E. Adopting Qian Mu’s suggestion to read fu 輻 for fu 福.
F. The exact identity of all the specific flora and fauna alluded to in this passage is a matter of uncertainty, and is much disputed among commentators, but the intended effect seems pretty clear: a general evocation of the natural world as a surreal whirlwind of bizarre transformations, a setting in which the sudden appearance of a willow growing out of a human elbow, or a living human being turning into dead matter or energy or nothingness, would not be especially out of place.
1. Continually warning the king of Wu about imminent attack from Yue. His warnings were unheeded, and his motives for such insistence doubted. In 484 BCE he was finally forced to commit suicide.

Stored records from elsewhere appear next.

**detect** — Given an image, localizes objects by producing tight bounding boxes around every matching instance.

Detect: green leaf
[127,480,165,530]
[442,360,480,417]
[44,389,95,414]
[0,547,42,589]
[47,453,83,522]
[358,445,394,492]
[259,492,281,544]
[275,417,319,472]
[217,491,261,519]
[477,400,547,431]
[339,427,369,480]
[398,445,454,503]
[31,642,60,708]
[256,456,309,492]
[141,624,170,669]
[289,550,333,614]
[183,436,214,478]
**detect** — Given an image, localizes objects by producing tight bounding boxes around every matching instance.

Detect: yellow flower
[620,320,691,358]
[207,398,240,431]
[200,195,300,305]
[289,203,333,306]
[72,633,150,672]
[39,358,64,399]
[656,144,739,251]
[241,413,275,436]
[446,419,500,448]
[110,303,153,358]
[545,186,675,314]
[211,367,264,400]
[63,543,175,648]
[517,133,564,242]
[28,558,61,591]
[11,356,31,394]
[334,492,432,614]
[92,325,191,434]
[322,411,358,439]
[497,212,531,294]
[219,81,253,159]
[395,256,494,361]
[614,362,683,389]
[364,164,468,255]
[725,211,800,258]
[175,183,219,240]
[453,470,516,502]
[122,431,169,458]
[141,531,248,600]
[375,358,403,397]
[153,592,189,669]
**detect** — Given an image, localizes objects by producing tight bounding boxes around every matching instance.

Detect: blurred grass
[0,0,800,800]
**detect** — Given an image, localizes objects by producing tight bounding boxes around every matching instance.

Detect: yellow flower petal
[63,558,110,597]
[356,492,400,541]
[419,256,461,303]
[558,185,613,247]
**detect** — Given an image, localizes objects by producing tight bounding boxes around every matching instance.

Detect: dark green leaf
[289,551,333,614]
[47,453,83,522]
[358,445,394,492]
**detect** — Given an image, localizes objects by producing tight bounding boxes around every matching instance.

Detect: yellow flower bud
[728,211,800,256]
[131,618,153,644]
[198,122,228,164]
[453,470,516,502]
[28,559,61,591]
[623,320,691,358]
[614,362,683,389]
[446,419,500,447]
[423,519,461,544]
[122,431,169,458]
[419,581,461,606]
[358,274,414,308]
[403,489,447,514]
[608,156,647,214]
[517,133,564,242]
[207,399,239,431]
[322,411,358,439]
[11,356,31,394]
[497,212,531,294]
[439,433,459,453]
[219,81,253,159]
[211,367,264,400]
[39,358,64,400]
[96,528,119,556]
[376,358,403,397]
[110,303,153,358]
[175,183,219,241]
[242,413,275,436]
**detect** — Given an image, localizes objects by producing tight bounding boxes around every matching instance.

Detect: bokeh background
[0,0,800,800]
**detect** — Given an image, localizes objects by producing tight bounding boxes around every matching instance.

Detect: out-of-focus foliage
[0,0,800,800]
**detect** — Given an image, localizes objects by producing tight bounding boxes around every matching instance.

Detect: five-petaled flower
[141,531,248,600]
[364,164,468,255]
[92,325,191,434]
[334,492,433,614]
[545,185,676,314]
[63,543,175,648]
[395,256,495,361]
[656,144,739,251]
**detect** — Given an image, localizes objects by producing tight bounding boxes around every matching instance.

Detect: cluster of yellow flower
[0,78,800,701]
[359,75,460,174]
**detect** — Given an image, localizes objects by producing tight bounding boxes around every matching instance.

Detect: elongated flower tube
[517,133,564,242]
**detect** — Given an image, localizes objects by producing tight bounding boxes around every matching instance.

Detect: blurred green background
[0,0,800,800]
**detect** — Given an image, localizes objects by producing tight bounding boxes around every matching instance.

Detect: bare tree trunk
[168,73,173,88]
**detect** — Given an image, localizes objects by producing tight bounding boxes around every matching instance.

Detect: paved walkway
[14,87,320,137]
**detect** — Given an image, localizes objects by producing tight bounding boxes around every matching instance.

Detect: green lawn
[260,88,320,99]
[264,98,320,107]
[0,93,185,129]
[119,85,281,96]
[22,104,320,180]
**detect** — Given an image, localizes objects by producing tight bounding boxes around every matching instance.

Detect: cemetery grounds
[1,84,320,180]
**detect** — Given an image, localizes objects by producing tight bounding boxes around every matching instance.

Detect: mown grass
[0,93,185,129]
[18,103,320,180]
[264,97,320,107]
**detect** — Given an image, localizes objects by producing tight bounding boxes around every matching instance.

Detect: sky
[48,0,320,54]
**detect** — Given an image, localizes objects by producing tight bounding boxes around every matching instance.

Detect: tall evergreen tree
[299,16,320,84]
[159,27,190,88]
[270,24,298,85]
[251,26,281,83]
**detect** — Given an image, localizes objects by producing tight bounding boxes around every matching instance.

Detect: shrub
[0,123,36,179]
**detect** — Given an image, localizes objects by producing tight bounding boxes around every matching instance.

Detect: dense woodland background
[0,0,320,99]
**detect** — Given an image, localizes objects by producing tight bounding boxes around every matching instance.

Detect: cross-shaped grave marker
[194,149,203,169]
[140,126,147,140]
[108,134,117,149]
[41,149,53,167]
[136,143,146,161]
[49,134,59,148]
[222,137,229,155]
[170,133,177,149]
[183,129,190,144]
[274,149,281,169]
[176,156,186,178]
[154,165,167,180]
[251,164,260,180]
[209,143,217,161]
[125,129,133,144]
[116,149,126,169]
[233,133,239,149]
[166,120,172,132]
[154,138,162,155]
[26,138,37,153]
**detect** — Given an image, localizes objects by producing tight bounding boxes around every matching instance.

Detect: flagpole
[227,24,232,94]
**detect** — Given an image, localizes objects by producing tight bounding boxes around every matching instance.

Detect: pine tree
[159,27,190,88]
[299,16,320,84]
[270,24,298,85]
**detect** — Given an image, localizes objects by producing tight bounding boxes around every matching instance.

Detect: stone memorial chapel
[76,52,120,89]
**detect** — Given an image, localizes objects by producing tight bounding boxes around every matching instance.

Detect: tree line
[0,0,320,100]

2. I.e., there is no longer any awareness of happiness or honor as goals or even as objects of consciousness; really inhabiting any state, X, is to forget Xness.
3. Cf. Daodejing 37, 48.
4. Qi. Literally “breath,” elsewhere translated as “vital energy.” see Glossary.
5. All here considered sage-kings.
6. The ancient domesticator of fire and the inventor of agriculture, respectively.
7. Literally, without adding the interpretive bracketed word, “Only you and I understand your never-having-died, never-having-lived.”
8. This could mean either “How multitudinous are the seeds of things,” or, following Fang Yizhi’s text, which has 機 for 幾, “Every type of thing, every seed, has minute wellsprings of change in it.” The translation tries to cover both meanings.